WELL done to Lothersdale Primary School pupils who have been busy over the last couple of weeks decorating and filling shoeboxes to support the Christmas Shoebox Appeal organised by the charity, Samaritan’s Purse. The shoeboxes will be sent abroad to be given to children who have been caught up in conflict and the children are very proud to have contributed to this worthwhile cause, says the school.

THE traffic enforcement officers, as they are now called, are a familiar site in around Craven now, but back in December, 1966, Skipton's first ever traffic warden - a Mr J H Tranter, from Cross Hills -was snapped by a Craven Herald photographer as he attached a parking ticket to a mini, parked in a haphazard way on Skipton High Street setts.

DAVID Mitchell, son of Dalesman, the late Bill Mitchell, will be signing copies of his book 'Bill Mitchell's Yorkshire' at The Folly, Settle, on Tuesday, November 29. The book contains a lifetime of memories of the journalist, former editor of The Dalesman and contributor to the Craven Herald. David, and other members of his family, will be at The Folly from 10am to 4pm, when tea, coffee and biscuits will be on sale, all in all, it promises to be a great Yorkshire day out for all the family - other books from Bill Mitchell's collection will be on sale, with proceeds going to the Folly.

CRAVEN may not have been the best place to view last week's Super Moon, what with all the heavy cloud, but there were some pretty impressive rainbows to be seen. Jenny Cornish took this picture of one in Skipton town centre.

THERE is something of a tradition for motorcycling in Craven, what with the Lampkin family filling the pages of the Craven Herald for several decades. Dougie Lampkin, who lives at Bell Busk, is 12 times world trials bike champion, and recently completed an entire lap of the 37 mile Isle of Man TT course on one wheel. Motorcycle insurance brokers, Carole Nash, believes motorcyclists often pass on their passion fr biking to their sons and daughters - and they are asking people to send in their pictures. The best pictures will be chosen by judges including two times World Superbike Champion, Jonathan Rea. The chosen winner will receive a brand new toy motorbike worth up to £150, just in time to ride around this Christmas.

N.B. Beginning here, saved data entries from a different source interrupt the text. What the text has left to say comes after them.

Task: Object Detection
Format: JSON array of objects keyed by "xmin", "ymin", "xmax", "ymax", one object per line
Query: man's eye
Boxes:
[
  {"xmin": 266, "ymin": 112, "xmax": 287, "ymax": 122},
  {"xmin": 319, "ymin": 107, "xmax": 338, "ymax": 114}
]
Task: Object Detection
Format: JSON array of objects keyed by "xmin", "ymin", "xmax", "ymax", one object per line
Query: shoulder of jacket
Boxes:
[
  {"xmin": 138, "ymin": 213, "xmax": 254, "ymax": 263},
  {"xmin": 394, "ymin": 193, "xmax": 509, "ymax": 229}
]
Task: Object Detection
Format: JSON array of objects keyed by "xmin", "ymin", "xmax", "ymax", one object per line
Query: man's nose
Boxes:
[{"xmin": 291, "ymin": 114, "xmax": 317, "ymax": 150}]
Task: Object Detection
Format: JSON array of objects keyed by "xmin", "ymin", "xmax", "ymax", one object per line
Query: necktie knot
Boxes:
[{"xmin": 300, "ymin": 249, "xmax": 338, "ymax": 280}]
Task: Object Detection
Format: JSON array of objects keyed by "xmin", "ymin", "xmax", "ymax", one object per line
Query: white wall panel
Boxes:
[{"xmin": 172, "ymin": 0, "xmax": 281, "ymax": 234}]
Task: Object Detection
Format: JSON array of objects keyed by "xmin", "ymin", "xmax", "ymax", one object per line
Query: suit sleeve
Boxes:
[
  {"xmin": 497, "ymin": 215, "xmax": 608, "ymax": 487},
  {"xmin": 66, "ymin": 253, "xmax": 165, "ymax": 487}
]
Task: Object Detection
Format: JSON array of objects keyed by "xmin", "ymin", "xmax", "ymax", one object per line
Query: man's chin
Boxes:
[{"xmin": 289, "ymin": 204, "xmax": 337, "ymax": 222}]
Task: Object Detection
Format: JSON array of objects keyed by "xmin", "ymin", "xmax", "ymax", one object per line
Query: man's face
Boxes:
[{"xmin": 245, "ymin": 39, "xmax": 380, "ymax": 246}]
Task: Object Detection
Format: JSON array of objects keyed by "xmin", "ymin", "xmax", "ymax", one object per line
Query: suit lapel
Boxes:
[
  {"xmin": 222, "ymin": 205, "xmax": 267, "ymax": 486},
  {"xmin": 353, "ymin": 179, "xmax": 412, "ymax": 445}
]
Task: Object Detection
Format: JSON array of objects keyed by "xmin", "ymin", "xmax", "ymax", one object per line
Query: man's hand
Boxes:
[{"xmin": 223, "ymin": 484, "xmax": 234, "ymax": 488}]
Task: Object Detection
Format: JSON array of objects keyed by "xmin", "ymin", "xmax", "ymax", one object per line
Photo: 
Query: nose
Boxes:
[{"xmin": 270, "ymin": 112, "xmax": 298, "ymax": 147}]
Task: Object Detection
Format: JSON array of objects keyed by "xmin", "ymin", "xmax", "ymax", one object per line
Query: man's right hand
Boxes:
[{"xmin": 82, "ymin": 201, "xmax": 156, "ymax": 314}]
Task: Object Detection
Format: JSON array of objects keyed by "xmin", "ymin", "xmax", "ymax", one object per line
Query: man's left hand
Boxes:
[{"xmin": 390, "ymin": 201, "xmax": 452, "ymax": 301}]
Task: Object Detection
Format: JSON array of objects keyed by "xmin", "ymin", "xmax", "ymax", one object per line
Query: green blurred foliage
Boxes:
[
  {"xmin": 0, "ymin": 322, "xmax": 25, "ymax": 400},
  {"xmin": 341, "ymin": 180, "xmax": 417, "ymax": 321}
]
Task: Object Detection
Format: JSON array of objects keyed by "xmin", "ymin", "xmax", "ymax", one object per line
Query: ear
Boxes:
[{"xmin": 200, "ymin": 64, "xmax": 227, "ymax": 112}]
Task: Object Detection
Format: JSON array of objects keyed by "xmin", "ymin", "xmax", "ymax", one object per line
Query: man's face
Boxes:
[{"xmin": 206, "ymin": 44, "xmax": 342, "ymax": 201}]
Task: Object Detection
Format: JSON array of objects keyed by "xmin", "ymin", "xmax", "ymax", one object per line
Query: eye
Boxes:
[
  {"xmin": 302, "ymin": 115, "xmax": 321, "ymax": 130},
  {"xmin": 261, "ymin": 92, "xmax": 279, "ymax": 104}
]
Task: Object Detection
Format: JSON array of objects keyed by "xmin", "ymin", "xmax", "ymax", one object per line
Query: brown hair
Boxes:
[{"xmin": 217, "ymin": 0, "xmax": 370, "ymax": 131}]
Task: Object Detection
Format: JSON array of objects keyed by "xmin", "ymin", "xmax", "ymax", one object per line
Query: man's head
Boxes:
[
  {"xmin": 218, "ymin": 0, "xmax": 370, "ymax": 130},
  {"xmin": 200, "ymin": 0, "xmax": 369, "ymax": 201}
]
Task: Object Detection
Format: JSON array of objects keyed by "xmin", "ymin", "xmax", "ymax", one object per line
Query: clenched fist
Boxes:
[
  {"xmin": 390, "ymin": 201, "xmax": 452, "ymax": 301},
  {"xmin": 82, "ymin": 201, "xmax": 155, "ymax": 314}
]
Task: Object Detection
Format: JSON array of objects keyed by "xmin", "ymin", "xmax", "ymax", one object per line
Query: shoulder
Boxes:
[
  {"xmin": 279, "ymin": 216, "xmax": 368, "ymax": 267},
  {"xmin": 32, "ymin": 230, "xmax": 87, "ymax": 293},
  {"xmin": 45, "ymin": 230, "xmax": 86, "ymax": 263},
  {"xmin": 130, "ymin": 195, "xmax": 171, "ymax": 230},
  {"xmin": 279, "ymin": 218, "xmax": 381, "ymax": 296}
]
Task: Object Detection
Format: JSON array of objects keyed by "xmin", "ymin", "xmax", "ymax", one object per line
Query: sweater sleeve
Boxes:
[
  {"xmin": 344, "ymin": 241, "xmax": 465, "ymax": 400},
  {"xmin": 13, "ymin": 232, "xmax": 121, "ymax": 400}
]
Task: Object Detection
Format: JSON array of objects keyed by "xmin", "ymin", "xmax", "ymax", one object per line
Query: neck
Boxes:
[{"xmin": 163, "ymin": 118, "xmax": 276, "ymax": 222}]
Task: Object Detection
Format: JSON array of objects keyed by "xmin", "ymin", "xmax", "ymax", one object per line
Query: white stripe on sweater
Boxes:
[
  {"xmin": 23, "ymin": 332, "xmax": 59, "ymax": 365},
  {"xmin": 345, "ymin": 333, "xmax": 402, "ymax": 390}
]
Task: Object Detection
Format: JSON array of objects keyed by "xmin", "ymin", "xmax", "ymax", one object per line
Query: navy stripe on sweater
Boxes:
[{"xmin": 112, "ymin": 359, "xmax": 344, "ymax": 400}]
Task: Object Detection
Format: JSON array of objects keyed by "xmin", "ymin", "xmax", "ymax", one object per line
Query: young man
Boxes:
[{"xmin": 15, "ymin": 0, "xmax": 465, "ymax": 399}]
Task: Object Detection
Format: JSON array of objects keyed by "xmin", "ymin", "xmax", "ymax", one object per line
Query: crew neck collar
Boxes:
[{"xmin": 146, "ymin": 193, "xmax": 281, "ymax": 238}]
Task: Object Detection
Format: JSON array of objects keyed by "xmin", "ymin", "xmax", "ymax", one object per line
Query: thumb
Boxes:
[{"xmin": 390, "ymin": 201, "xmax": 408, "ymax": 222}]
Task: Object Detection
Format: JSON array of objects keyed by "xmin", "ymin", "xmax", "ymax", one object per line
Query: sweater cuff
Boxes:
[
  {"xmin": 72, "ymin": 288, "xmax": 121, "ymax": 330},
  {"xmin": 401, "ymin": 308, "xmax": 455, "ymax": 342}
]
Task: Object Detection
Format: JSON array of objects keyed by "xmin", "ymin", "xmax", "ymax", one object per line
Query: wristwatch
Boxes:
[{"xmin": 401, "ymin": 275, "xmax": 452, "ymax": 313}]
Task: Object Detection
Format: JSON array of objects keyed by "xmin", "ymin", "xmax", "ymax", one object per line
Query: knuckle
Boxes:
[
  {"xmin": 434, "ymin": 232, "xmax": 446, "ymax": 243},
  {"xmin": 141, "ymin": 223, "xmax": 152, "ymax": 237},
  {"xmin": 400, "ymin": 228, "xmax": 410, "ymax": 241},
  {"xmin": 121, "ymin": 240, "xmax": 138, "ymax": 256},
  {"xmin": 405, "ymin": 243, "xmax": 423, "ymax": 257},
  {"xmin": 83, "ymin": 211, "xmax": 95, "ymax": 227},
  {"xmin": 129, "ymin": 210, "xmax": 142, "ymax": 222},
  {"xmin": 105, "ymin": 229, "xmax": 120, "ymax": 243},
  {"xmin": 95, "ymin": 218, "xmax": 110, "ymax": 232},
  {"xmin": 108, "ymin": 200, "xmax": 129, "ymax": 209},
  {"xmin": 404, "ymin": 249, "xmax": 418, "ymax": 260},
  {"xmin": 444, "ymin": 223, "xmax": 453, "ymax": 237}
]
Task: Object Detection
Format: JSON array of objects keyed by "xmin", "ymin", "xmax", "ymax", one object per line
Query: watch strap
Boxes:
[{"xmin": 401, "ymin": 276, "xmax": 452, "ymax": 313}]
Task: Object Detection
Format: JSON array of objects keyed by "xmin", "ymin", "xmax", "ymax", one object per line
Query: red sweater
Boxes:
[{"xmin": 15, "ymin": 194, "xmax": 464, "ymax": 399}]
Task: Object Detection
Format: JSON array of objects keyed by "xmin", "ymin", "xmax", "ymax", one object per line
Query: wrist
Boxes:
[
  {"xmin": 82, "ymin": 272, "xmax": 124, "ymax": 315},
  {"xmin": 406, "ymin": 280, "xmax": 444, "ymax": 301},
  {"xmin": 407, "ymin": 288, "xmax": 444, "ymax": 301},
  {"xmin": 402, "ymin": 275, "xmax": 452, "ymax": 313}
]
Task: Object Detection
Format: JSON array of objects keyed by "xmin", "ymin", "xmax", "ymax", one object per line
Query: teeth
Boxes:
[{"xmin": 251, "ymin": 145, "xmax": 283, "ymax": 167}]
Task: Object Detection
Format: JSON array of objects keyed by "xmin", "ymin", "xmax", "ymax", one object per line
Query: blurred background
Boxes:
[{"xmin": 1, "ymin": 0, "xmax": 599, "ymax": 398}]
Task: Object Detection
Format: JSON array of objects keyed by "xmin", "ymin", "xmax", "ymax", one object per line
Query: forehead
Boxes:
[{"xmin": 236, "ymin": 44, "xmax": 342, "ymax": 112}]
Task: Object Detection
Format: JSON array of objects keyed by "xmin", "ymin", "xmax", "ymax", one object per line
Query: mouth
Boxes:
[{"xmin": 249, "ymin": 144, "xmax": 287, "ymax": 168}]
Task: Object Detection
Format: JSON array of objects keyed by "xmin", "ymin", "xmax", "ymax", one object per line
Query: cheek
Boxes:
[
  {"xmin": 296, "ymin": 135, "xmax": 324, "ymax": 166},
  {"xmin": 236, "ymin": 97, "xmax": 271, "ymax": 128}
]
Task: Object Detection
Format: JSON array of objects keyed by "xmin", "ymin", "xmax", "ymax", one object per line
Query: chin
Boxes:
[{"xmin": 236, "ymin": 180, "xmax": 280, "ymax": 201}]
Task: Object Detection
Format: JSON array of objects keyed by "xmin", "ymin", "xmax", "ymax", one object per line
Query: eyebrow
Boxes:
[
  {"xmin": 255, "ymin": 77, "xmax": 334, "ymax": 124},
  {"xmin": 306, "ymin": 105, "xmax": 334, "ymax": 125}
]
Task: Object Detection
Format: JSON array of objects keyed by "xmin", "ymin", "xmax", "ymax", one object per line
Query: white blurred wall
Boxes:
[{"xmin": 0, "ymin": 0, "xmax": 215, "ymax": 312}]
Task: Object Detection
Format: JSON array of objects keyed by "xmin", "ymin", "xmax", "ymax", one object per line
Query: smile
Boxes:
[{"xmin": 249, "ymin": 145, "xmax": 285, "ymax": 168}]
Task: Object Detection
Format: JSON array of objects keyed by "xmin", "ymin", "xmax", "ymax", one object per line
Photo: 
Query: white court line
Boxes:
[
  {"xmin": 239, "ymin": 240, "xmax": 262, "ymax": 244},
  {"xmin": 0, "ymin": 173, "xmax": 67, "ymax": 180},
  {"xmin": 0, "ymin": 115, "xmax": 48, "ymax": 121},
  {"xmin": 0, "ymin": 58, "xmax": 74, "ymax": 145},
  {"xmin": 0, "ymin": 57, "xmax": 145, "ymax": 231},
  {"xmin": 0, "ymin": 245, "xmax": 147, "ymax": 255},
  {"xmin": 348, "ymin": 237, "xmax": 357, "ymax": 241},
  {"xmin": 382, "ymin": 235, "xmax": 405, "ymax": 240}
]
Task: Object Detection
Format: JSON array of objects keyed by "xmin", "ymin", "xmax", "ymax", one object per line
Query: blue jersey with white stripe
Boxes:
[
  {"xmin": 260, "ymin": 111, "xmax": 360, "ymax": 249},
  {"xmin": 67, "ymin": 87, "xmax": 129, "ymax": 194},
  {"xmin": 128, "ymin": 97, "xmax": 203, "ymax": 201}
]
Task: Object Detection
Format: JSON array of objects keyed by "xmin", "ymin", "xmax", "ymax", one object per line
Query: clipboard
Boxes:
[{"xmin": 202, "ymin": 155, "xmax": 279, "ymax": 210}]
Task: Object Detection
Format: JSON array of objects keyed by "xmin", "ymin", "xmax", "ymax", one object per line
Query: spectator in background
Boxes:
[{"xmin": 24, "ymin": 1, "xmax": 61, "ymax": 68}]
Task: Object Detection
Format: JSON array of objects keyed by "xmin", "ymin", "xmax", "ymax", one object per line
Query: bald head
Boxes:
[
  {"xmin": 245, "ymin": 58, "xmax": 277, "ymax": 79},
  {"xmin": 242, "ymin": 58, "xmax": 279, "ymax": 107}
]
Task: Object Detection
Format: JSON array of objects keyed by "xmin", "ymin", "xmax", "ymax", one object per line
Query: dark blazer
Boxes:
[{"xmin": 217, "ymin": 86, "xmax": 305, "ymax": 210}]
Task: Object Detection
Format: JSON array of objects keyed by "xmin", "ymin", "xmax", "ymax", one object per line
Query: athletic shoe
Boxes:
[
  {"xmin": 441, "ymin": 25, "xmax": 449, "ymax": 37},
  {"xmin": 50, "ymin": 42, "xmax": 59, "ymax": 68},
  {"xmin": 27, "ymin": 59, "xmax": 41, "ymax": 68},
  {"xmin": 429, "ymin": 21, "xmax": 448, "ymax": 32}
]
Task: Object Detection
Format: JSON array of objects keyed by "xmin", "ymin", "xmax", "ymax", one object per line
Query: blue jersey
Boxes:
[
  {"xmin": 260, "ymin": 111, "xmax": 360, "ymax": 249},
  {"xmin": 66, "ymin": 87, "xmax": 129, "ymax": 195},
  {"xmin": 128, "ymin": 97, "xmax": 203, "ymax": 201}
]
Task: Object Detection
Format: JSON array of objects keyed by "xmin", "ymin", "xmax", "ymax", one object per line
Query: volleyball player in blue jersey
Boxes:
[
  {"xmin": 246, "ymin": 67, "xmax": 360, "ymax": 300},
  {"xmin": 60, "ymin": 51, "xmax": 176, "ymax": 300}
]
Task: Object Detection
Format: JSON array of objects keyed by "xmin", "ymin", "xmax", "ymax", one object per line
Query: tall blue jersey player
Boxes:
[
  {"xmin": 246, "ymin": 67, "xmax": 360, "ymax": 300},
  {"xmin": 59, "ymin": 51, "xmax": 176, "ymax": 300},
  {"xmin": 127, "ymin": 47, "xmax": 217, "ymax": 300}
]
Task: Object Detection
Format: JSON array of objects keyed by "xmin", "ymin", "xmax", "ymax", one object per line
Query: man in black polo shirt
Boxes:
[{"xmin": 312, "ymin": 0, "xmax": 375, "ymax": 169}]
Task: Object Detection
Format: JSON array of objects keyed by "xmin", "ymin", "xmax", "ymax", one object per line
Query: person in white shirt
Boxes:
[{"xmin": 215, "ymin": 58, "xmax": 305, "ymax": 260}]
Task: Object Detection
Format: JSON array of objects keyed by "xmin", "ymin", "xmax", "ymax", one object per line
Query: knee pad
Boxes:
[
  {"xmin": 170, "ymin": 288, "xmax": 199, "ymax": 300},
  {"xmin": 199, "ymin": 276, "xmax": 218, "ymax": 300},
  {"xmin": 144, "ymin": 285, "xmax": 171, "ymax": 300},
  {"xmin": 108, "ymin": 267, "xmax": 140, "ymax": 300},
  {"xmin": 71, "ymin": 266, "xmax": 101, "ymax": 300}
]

Entries before December 2 should be shared at the website carolenash.com/news/1742-little-hell-raisers

HORSE riders from far and wide can always be sure of a festive welcome at Craven Country Ride, Coniston Cold come Christmas time. David Coates and the team are putting on a series of Christmas trail rides next month, and riders can be sure there will be plenty of Christmassy decorations on the obstacles to test the bravest of horses, and riders. The special five mile route will feature up to 25 obstacles, which are all optional. A warming 'stirrup cup' of mulled wine and homemade mince pie will be served up on route, a perfect antidote to the coldest of days, and at the end, there will be roast turkey and stuffing - served up in a bun. And not only all that, but riders will be a special Christmas rosette. Champion. Trail rides are due to take place on Sunday, December 4 and Sunday, December 11, with riders setting off between 10am and 12 midday. Cost of ride is £40, to book a place email info@cravencountryride.co.uk or telephone 01756 749300.

AS part of their studies of the English Civil War, year eight pupils at Ermysted's Grammar School in Skipton were given the opportunity to get their hands on some weaponry and clothing of the times. Historian Des Thomas visited the school and recreated the character of Colonel Granville Thomas. He explained the development and use of the equipment and weaponry on the battlefield and pupils were given the opportunity to handle some of the artefacts. The, outside thankfully, Mr Thomas demonstrated the use of a musket and fired a falconet - a light cannon.

A RELATIVE with a very old degu - a type of rodent - has at least on two occasions brought it back from near death by placing it on a warm hot water bottle after leaving it outdoors a bit too long into winter. A colleague, who has a whippet, tells me he will move heaven and earth to avoid going outside when it gets cold and wet, even with a warm coat on. Dr Hugh Stacey, of Vets4Pets, suggests a few simple measures to take with our pets now the colder days are with us. Dogs, for example, will be better seen in fog and dusk, if they have their own high-visibility coats. Dogs do love and need their walks - even comfort loving whippets - but they do need to be kept warm, and once they're back home, they need to be towelled off. Its a good idea to get reflective collars for cats, so they can be seen, and do move rabbits, and degus, into warmer accommodation.